Guidance is needed on which CT-negative patients should proceed to LP for exclusion of SAH

Dear Sir

As described by Goyale et al., ¹ the role of lumbar puncture (LP) and cerebrospinal fluid (CSF) analysis for visual xanthochromia (and in the UK also for spectrophotometric detection of bilirubin) in cases of suspected subarachnoid haemorrhage (SAH) with non-diagnostic brain imaging has been a matter of conjecture over recent years. It is useful to know that there are some cases of aneurysmal SAH that are still diagnosed by CSF spectrophotometry, allowing vital treatment.

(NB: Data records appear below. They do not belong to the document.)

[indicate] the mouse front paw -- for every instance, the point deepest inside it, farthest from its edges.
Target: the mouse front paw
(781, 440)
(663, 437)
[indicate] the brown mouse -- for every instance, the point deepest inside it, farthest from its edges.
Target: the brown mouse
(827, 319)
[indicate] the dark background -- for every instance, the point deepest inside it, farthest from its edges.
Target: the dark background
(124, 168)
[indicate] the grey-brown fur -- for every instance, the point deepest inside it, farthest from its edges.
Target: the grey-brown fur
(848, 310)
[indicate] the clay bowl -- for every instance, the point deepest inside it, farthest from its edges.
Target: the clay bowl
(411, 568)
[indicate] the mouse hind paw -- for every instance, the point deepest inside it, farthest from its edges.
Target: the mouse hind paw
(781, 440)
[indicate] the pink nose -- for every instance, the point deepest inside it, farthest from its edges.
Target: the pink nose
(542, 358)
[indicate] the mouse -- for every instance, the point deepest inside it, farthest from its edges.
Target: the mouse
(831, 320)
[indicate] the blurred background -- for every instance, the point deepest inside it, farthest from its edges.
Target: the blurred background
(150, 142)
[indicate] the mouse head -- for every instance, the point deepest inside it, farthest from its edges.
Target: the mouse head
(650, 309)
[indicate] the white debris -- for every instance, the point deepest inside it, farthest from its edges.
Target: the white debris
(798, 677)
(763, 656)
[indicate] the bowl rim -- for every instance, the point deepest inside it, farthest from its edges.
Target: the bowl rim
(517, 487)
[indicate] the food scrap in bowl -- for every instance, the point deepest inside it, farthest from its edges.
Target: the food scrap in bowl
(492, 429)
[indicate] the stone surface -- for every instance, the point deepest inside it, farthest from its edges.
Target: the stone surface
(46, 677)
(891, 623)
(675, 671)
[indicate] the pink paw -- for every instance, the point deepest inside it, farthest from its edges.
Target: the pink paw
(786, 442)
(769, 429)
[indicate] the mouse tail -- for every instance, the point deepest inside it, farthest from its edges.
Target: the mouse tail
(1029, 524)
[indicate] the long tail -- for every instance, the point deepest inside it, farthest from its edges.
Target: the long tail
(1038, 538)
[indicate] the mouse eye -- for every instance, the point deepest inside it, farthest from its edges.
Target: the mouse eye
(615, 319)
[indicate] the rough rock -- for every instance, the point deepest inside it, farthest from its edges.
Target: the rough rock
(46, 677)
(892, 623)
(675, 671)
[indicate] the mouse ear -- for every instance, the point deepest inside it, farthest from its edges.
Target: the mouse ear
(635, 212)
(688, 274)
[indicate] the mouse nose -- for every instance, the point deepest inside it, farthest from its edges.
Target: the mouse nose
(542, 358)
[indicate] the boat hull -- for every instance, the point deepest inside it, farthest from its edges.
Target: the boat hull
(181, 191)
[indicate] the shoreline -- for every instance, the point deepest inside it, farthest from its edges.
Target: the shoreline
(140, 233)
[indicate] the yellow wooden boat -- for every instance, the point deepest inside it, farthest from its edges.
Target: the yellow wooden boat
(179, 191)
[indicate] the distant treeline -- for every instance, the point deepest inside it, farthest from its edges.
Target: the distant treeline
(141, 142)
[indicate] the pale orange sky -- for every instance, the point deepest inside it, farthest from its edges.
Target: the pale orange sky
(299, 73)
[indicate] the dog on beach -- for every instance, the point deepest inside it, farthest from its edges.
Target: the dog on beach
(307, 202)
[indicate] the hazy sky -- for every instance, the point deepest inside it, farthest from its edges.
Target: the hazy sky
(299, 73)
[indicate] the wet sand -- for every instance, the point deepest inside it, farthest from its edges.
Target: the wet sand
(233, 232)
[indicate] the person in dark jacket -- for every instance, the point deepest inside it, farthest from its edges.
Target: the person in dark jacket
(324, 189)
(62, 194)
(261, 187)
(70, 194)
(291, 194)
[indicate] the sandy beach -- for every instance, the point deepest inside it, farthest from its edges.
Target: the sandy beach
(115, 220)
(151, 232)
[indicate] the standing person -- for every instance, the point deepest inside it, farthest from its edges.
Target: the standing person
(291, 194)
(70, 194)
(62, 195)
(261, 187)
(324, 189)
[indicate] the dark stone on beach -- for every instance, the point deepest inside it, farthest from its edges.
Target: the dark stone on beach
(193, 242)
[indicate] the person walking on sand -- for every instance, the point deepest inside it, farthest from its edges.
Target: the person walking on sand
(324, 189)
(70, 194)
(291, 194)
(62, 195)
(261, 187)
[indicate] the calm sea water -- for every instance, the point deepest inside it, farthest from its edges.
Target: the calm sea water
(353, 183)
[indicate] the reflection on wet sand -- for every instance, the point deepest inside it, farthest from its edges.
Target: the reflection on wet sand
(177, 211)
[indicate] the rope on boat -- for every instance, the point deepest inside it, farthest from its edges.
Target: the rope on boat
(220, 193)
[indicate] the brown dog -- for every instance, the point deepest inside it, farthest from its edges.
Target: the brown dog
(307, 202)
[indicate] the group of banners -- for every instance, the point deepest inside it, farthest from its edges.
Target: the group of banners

However, I had some difficulty putting your results into a clinical perspective from my view point in the Emergency Department. Retrospective study design has predictable weaknesses. You identify that 660 CSF specimens were submitted for xanthochromic analysis during the study period, and of these 28 (4.2%) were suggestive of a diagnosis of SAH. Viral meningitis, in particular, is a frequent differential diagnosis in this group and one might question the retrospective exclusion of 10 of 28 patients. Even if the exclusion criteria were appropriate, they should also have been applied to the remaining 632 requests so as to achieve an accurate denominator (i.e. how many patients undergoing LP were actually suspected of SAH?)

While the study importantly demonstrates the identification of four cases of SAH requiring interventional treatment that would otherwise have been missed, part of the aim was to assess the overall role of LP and CSF analysis in the diagnosis of SAH. Of the 18 patients with CSF results suggestive of SAH, 11 were subsequently shown to be true positives, but in six of these the LP was unnecessary since the diagnosis had already been made (6 patients) or could have been made (1 patient) on review of initial or subsequent imaging. The false positive rate was 7/18 (39%) for SAH. Though I understand that there is added value to discovering other LP diagnoses such as meningitis, these patients are usually subject to vascular imaging with the potential to discover incidental intracranial aneurysms and raise further difficult clinical questions.

The possibility of SAH correlates well with abnormal neurology and altered conscious level and most of the debate around the routine need to perform an LP after a non-diagnostic computed tomography (CT) scan of the brain has been in neurologically pristine patients. Were the six patients diagnosed with SAH prior to the availability of LP results going to proceed to further imaging investigations in any case on account of concerning clinical features?

As your work demonstrates, specialist neuroradiology interpretation is important to avoid unnecessary LPs, but the presented results do not allow a full estimation of the performance of non-contrast CT in the diagnosis of SAH in your population. For this, we would need to know the number of CTs performed for exclusion of SAH and how many were positive. While most guidance still states that all CT-negative patients should continue to LP, it is clear that this investigation is not performed in all eligible patients. ² If the 10 patients you describe are true exclusions (the caveat regarding the accuracy of the denominator made above notwithstanding), CT in your population would have a negative predictive value of 639/643 or 99.4%; so about one patient in every 200 with a truly negative CT would benefit.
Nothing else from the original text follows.